I have a large dataset of length 4 int[]
and I want to count the number of times
that each particular combination of 4 integers occurs. This is very similar to counting word frequencies in a document.
I want to create a Map<int[], double>
that maps each int[] to a running count as the list is iterated over, but Map doesn't take primitive types.
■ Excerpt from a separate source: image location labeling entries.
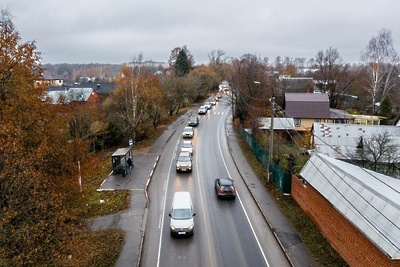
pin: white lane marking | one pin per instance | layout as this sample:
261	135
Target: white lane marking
240	201
164	203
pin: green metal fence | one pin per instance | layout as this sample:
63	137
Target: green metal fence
281	179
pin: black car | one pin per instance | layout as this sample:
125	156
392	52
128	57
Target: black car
224	187
193	121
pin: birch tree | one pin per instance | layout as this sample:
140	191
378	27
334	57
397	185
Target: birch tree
380	59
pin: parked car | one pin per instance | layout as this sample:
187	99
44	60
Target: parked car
188	132
193	121
224	187
202	110
187	146
181	214
184	162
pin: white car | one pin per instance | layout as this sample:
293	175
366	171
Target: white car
202	110
188	132
187	146
184	162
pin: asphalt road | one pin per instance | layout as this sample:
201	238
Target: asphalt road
227	232
249	231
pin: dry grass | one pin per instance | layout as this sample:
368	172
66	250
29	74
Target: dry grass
319	246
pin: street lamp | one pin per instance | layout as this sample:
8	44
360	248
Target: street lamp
271	136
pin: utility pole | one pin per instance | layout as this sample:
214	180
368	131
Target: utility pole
271	135
271	139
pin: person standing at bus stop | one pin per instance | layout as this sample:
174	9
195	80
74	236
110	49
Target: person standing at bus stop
130	164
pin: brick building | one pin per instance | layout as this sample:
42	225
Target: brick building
356	209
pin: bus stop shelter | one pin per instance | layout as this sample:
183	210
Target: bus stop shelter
119	160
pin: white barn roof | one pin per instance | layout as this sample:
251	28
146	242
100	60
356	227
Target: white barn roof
279	123
340	140
369	200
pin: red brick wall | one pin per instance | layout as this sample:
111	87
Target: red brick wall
355	248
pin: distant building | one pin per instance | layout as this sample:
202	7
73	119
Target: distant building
307	108
75	96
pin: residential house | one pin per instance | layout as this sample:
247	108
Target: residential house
75	96
307	108
296	85
49	79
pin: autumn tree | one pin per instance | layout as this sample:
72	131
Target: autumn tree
203	79
38	171
218	63
133	106
379	153
181	61
252	86
334	76
380	60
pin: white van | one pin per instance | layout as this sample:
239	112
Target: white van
181	214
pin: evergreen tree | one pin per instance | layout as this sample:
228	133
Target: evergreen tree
182	65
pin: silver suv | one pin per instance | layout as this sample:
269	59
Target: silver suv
188	132
187	146
184	162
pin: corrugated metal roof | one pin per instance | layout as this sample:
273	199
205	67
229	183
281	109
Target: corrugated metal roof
367	199
279	123
341	140
307	105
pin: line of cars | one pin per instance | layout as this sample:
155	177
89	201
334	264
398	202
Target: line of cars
181	213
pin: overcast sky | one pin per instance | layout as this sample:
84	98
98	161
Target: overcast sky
106	31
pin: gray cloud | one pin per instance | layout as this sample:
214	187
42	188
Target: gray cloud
105	31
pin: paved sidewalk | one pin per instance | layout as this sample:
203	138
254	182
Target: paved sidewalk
296	251
133	220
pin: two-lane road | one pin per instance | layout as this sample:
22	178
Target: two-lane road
226	232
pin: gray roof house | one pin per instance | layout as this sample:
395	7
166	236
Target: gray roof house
307	108
77	95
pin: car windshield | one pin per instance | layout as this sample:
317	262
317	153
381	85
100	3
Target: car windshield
181	214
183	158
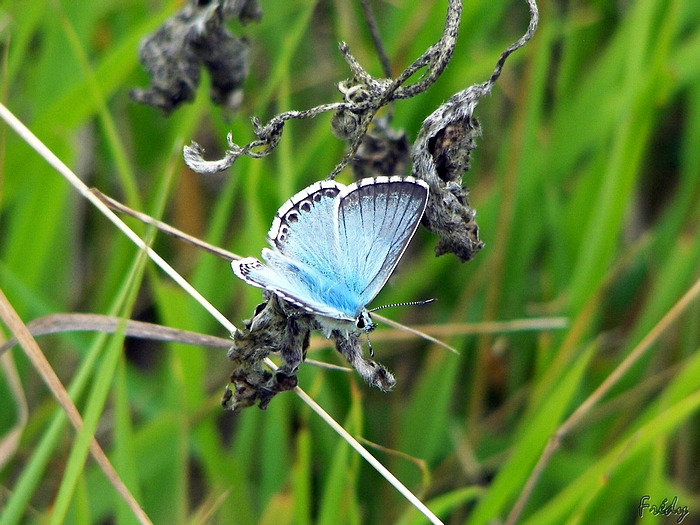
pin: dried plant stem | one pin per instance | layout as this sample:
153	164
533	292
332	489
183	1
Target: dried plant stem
59	391
79	185
41	364
574	419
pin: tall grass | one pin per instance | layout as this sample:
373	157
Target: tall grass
586	182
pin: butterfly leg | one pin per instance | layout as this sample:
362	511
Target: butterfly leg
372	372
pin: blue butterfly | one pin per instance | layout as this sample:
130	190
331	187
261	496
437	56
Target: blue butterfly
334	247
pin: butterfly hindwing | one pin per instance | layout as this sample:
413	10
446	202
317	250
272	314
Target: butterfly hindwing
296	283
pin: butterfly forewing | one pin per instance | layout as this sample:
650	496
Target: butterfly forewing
376	220
303	227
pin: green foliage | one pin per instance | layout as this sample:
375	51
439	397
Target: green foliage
586	182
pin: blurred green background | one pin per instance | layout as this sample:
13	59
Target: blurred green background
586	181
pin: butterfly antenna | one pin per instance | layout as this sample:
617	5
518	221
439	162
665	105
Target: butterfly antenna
410	303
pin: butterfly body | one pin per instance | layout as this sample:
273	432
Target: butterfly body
333	247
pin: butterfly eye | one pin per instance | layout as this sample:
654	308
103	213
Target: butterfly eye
364	322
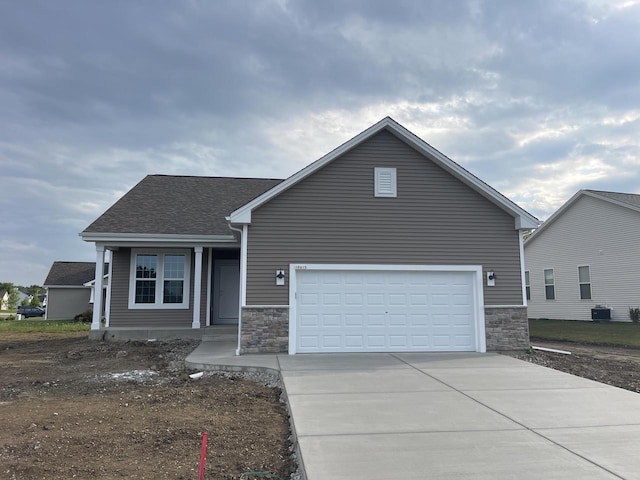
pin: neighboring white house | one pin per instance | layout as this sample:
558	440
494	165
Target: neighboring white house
69	289
586	254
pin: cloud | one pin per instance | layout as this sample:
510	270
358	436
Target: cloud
536	98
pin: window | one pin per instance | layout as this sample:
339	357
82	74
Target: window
385	182
159	280
549	285
584	280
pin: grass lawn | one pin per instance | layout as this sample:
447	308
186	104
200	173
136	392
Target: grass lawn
50	326
603	333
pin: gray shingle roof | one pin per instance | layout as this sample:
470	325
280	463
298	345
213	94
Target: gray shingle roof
168	204
71	273
628	198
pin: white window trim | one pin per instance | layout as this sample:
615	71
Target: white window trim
544	281
158	305
378	173
585	283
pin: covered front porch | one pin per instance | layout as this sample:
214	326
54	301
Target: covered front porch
167	291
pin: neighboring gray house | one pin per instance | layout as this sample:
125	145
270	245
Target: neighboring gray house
384	244
68	289
586	254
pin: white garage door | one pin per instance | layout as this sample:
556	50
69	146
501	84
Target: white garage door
384	311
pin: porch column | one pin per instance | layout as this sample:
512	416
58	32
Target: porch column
97	300
107	307
197	287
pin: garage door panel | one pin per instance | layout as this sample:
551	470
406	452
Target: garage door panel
384	311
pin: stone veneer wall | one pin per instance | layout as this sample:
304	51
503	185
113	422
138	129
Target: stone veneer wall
507	328
265	330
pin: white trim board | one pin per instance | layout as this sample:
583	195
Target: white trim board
478	292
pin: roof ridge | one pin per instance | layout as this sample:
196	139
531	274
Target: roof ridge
222	177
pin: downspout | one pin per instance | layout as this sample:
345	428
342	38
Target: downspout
522	268
243	277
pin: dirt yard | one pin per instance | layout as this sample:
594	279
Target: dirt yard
615	366
72	408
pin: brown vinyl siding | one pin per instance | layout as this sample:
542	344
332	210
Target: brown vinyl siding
333	217
121	316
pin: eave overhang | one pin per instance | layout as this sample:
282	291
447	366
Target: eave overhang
159	240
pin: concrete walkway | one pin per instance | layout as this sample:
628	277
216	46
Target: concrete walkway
447	416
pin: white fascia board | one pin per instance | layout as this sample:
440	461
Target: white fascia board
523	219
151	238
557	214
611	200
84	285
91	283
so I made Map<Integer[], Double>
my data is stored as an ArrayList<int[]>
so my loop should be something like
ArrayList<int[]> data = ... // load a dataset`
Map<Integer[], Double> frequencies = new HashMap<Integer[], Double>();
for(int[] q : data) {
// **DO SOMETHING TO convert q from int[] to Integer[] so I can put it in the map
if(frequencies.containsKey(q)) {
frequencies.put(q, tfs.get(q) + p);
} else {
frequencies.put(q, p);
}
}
I'm not sure what code I need at the comment to make this work to convert an int[]
to an Integer[]
. Or maybe I'm fundamentally confused about the right way to do this.
With Java 8, int[]
can be converted to Integer[]
easily:
int[] data = {1,2,3,4,5,6,7,8,9,10};
// To boxed array
Integer[] what = Arrays.stream( data ).boxed().toArray( Integer[]::new );
Integer[] ever = IntStream.of( data ).boxed().toArray( Integer[]::new );
// To boxed list
List<Integer> you = Arrays.stream( data ).boxed().collect( Collectors.toList() );
List<Integer> like = IntStream.of( data ).boxed().collect( Collectors.toList() );
As others stated, Integer[]
is usually not a good map key.
But as far as conversion goes, we now have a relatively clean and native code.